In Regions 1 to 7, it is common for Section names to be names of large towns or a city or perhaps a group of associated towns.   For a large city there could be several Sections.   This is very different from Region 8, where the norm is ‘one country = one Section’.  Rules made in Regions 1 to 7 are therefore not invariably directly applicable to Region 8, needing care to prevent possible misunderstandings.
Names are important in human societies, and are particularly linked to politics, in which IEEE should not become involved.   Thus, name changes (for example, from St. Petersburg to Leningrad and back to St. Petersburg) are very important, and may lead to difficulties and anomalies.  We have, in Region 8, the IEEE Czechoslovakia Section, even though there is no longer a country with that name.
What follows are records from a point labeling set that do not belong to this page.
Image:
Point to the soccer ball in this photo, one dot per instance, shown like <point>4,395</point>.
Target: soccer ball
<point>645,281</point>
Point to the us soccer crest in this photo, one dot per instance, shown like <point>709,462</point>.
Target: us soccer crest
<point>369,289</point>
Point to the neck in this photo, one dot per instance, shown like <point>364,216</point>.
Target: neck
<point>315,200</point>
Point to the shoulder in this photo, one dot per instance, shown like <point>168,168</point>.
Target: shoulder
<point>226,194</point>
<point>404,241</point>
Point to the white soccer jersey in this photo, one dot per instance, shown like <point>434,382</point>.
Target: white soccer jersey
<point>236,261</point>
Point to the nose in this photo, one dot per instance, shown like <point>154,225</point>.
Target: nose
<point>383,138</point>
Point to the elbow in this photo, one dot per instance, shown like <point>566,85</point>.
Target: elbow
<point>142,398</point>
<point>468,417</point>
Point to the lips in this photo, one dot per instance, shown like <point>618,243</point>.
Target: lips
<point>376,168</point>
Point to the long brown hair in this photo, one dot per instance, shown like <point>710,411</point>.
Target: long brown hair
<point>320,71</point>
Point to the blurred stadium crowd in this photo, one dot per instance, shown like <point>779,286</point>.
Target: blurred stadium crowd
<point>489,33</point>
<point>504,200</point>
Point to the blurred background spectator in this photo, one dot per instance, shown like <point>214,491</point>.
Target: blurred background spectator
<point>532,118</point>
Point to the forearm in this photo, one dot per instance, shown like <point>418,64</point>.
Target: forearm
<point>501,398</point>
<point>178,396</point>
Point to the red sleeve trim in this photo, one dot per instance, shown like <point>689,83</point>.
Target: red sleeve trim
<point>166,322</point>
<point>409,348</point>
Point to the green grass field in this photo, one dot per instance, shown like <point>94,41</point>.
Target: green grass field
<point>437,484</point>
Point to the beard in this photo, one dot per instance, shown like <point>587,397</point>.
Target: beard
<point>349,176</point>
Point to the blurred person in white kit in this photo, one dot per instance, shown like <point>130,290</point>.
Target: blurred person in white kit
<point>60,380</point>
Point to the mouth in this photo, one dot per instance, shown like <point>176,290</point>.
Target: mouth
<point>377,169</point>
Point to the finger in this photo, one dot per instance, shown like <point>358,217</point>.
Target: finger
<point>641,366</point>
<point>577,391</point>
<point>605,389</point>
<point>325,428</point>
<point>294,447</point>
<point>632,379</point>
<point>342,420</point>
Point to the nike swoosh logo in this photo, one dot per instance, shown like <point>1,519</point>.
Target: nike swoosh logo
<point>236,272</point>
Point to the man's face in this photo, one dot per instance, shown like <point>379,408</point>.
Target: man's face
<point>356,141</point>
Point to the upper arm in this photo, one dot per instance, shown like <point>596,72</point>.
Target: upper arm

If split into two, one part would presumably have to be called the IEEE Czech Republic Section, so bringing in the unwelcome ‘republic’ word.
Remember the many cities which have ‘people’s palaces’ (sometimes buildings where the ‘people’ were forbidden to go) and ‘streets of unity’ (when sometimes there was little or no unity).
Those who attended the recent Region 8 Committee meeting may have walked along Andrássy Street, and perhaps few knew that it used to be called Népköztársaság street, which if nothing else, was a good test of the pronunciation skills of visiting foreigners.  This street has had other names, including Stalin street.  So these issues are often very important and emotive, but are ones which IEEE is wise to steer clear of, and IEEE should take care not to risk creating unintended animosities.

                                          Copy of DSCF5319

Fig 1: Republic of Ireland stamp showing the whole island, and name ‘éire’

                   Copy of DSCF5318

Fig.2:  Bilingual stamp, including the ‘Republic’ designation.

                               Northern Ireland

Fig. 3:  Northern Ireland stamp, with no country name.